Some of your arpeggiated chords and intervals though are only possible for those that have like Rachmaninoff size hands(octave + fourth shows up quite frequently). For me, I would have to get rid of the top note and just play it as an octave, because I can barely even reach a ninth on my piano, so octaves are my largest comfortable to play interval.


----------



## level82rat (Jun 20, 2019)

Appreciate the advice caters. I put dynamics on both staves because flat.io doesnt let one dynamic tag work for both. And would it be possible to roll the chords if they're too big? As in you arpeggiate the bottom few and only hold the chord on the top few?


----------



## caters (Aug 2, 2018)

level82rat said:


> Appreciate the advice caters. I put dynamics on both staves because flat.io doesnt let one dynamic tag work for both. And would it be possible to roll the chords if they're too big? As in you arpeggiate the bottom few and only hold the chord on the top few?


Well, is there a way to make the left hand dynamics invisible without affecting the audio? If so, then maybe you should do that. I prefer Musescore because you can change the dynamics to affect either the system, staff, or part. Part is the default for dynamics in Musescore(which means 1 dynamic affects both staves of the piano by default). And the Musescore software is completely free, but still very sophisticated.

As for the chords, yes that would indeed be possible to roll the chords, pressing the pedal down if I want to sustain the chord, but for the wide intervals with just 2 notes such as in measures 12 and 13, that isn't really possible to roll it.


----------



## Phil loves classical (Feb 8, 2017)

I noticed you transposed the subject and changed duration of notes in the fugato (or is it canon?). I don't think it melds. The 2 lines remain too separate with little real interaction. Some notes just fall into place together arbitrarily.


----------



## level82rat (Jun 20, 2019)

Phil loves classical said:


> I noticed you transposed the subject and changed duration of notes in the fugato (or is it canon?). I don't think it melds. The 2 lines remain too separate with little real interaction. Some notes just fall into place together arbitrarily.

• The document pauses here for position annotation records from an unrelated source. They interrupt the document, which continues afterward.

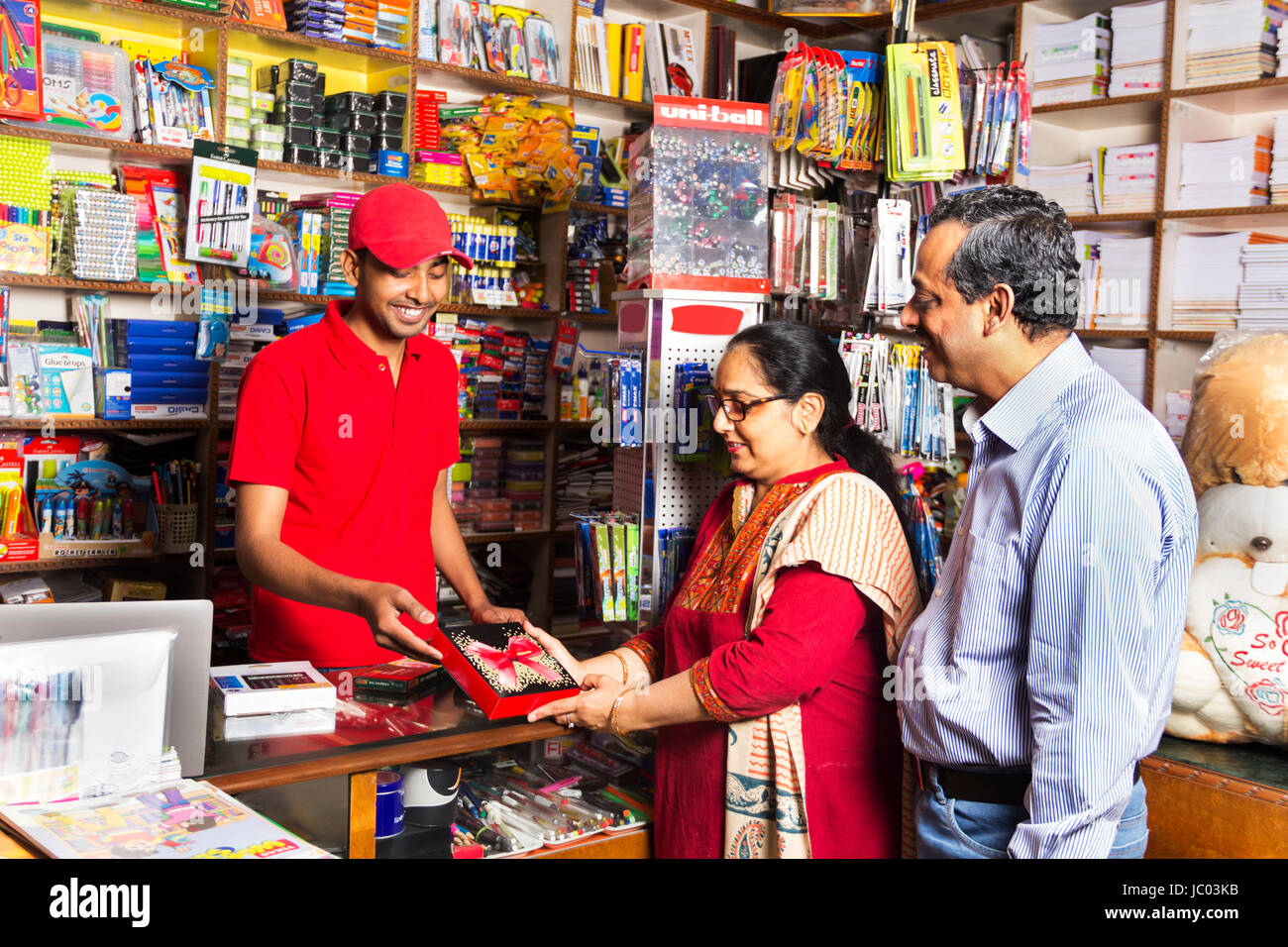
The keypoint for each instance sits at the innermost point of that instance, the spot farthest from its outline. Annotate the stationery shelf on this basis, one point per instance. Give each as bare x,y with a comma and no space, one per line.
1260,210
1099,103
494,78
471,425
597,209
97,424
1080,219
638,108
475,539
75,562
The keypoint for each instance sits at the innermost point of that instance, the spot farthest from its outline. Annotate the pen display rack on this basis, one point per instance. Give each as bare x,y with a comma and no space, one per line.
178,527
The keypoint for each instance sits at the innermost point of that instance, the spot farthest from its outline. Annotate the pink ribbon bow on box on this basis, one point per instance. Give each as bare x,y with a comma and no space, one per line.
523,651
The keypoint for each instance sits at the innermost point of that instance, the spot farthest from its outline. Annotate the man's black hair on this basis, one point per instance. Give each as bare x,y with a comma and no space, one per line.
1020,239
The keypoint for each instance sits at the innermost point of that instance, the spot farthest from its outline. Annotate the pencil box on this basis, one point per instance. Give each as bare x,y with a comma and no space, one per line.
353,121
142,361
296,134
137,329
86,88
292,114
167,395
391,102
389,123
357,142
300,155
160,379
327,138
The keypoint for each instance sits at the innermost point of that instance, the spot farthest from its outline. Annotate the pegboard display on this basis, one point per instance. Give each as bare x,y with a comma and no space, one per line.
673,328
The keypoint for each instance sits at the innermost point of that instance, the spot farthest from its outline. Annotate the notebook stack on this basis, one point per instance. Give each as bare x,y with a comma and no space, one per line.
1126,365
1128,179
1233,40
1206,282
1263,291
1231,172
1136,60
1089,263
1072,60
1069,185
1124,281
1279,159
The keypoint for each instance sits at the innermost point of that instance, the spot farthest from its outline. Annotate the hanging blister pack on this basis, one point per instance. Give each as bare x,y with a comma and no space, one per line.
542,50
455,33
923,112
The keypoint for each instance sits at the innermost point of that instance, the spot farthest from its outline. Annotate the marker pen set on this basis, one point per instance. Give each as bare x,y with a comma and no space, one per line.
21,59
827,106
171,102
84,518
220,204
606,554
923,119
896,398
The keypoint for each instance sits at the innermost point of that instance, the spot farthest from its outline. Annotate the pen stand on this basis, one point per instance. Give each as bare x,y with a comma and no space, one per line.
178,527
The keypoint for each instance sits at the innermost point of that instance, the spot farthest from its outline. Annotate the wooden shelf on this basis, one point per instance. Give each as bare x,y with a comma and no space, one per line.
72,562
475,539
1098,103
130,12
159,154
597,209
482,424
95,424
1142,333
513,82
639,108
314,44
1256,90
750,14
1112,218
1198,213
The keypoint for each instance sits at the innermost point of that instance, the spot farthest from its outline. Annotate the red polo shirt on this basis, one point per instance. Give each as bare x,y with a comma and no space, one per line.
320,416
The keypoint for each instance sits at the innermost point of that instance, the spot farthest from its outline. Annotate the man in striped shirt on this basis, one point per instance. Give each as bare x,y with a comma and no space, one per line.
1041,672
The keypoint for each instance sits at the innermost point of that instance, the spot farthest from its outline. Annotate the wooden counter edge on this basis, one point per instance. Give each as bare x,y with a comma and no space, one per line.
1199,813
347,762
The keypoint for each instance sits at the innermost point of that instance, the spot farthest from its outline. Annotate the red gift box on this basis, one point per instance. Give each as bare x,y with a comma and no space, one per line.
502,669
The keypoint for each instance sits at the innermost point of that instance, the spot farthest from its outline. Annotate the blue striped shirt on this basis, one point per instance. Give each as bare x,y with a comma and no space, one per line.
1052,637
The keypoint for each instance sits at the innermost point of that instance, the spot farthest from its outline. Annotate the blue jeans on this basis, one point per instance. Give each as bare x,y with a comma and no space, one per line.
962,828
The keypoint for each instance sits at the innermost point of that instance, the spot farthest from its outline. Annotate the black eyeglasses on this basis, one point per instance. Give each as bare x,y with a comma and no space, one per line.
737,410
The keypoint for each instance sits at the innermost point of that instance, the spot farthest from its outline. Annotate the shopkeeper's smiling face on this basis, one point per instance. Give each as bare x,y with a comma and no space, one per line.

Appreciate the critique. Does this apply to the whole fugue section or measures 64-67? That's the only section where I changed the duration of notes.


----------



## Phil loves classical (Feb 8, 2017)

Didn't see the score before. I think the fugato started out better, but got strained later on from bars 60 - 67. I think the counter subject could be stronger. For example, starting in the 4th beat of bar 52 where you went in parallel motion with the same interval to beat 3. The subject itself is a bit at fault. It manifests in bar 53, where the answer is a quarter note spread between beats. The 3rd beat of that bar sounds like it's straining for a better interval. You're using an augmented 5th, which is pretty ambiguous (or weak and dissonant). Try to reiterate the subject and/or counter so you can maximize the contrary motion, and have a stronger counter-subject. When you changed duration as development in a fugue, it's normally one part that gets shorter or longer while the other stays the same duration as before. You changed durations in both parts which just stretches it out.


----------